Oireachtas Joint and Select Committees

Wednesday, 18 September 2024

Joint Oireachtas Committee on Health

Productivity and Savings Task Force: Discussion

10:00 am

Ms Rachel Kenna:

As I said, in the first place there are three different models of virtual care being delivered. I turn first to the acute virtual ward, and to the Chair's point about our ability to interact with patients. The care is the same as if the patient were an inpatient in a ward. They are constantly monitored. It is consultant-led and clinician-delivered care across the range and variety of respiratory and cardiac patients at the moment. We are hoping to expand the number of conditions we can look after.

I will give an example of the early impact of that. As Mr. McCallion said, each ward has a capacity of 23 beds. Since they started in July, we have seen 163 patients looked after at home who would previously have been in hospital, saving approximately 800 bed days across the two sites. They have significant potential to look after people in their own homes. The community model is slightly different. It is focused on integrated care and gives great visibility to what Sláintecare has always intended. ICPOP teams and the ECC programme are integrated in this one.

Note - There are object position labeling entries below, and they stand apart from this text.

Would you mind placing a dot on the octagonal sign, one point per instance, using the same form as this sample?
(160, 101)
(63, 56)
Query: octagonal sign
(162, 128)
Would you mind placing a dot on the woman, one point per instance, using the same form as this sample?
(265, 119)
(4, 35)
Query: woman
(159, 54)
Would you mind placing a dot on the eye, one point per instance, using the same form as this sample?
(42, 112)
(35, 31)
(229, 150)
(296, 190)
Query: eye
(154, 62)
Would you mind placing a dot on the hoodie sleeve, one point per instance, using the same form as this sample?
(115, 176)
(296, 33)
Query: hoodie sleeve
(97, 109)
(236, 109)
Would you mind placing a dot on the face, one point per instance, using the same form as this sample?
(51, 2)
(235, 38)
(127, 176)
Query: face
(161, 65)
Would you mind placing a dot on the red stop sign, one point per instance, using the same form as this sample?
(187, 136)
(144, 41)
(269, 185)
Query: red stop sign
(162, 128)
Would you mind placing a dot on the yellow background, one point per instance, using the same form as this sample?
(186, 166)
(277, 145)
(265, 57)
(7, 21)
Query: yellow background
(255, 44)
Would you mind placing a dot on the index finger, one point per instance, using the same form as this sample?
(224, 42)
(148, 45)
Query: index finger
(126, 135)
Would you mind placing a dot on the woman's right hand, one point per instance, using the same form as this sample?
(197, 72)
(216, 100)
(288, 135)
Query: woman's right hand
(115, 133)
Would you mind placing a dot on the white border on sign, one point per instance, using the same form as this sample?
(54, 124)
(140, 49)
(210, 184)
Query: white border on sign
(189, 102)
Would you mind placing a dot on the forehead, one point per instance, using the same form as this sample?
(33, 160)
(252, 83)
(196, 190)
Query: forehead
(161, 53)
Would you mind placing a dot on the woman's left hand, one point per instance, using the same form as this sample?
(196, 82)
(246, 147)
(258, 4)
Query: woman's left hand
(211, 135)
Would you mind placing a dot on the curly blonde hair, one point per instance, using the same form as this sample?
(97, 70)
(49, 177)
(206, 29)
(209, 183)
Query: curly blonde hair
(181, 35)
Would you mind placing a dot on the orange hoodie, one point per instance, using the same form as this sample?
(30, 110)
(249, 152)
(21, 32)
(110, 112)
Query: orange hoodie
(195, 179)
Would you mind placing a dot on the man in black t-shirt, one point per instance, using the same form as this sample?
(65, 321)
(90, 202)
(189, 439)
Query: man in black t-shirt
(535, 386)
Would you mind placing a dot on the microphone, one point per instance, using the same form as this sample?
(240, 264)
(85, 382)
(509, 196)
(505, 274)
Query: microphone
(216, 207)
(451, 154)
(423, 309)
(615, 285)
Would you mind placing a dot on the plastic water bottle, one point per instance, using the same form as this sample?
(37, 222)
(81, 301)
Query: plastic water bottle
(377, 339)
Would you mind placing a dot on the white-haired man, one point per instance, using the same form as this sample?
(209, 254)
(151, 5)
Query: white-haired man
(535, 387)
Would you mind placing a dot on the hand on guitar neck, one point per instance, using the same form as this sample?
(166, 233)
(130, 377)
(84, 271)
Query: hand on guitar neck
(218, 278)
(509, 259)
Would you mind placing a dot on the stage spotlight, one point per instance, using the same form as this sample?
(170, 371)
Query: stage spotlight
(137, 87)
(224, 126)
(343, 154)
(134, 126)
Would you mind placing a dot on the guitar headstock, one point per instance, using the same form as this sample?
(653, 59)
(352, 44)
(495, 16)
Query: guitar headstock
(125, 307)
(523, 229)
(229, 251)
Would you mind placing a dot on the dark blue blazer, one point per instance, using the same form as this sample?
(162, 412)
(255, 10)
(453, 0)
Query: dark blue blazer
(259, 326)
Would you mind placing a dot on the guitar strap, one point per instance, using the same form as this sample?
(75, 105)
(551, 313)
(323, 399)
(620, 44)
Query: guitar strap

It operates on 80 virtual beds in south Dublin city and the west. The St. James's and Cherry Orchard sites operate this virtual model for older people under three pathways. We have crisis management, rehabilitation and palliative care. These patients would all be older people who would be at high-risk of emergency department admission.

I will again give an example of the early impact of this. Some 500 older people are admitted annually through these 80 virtual beds. They averted 414 ED presentations in 2023, saving approximately 1,200 hospital bed days. Those are early indications of that. The virtual ward in the community can prevent 94% of crisis management patients presenting to ED. It is significant for the patient and for the impact on hospital settings. There are also 15 of what we describe as seedling projects in operation around the country, and a variety of conditions where we are delivering digitally-led care for anything from virtual contact clinics to some monitoring telemetry, etc., where it goes back to the clinicians and decisions can be made, but the patient does not have to come into hospital.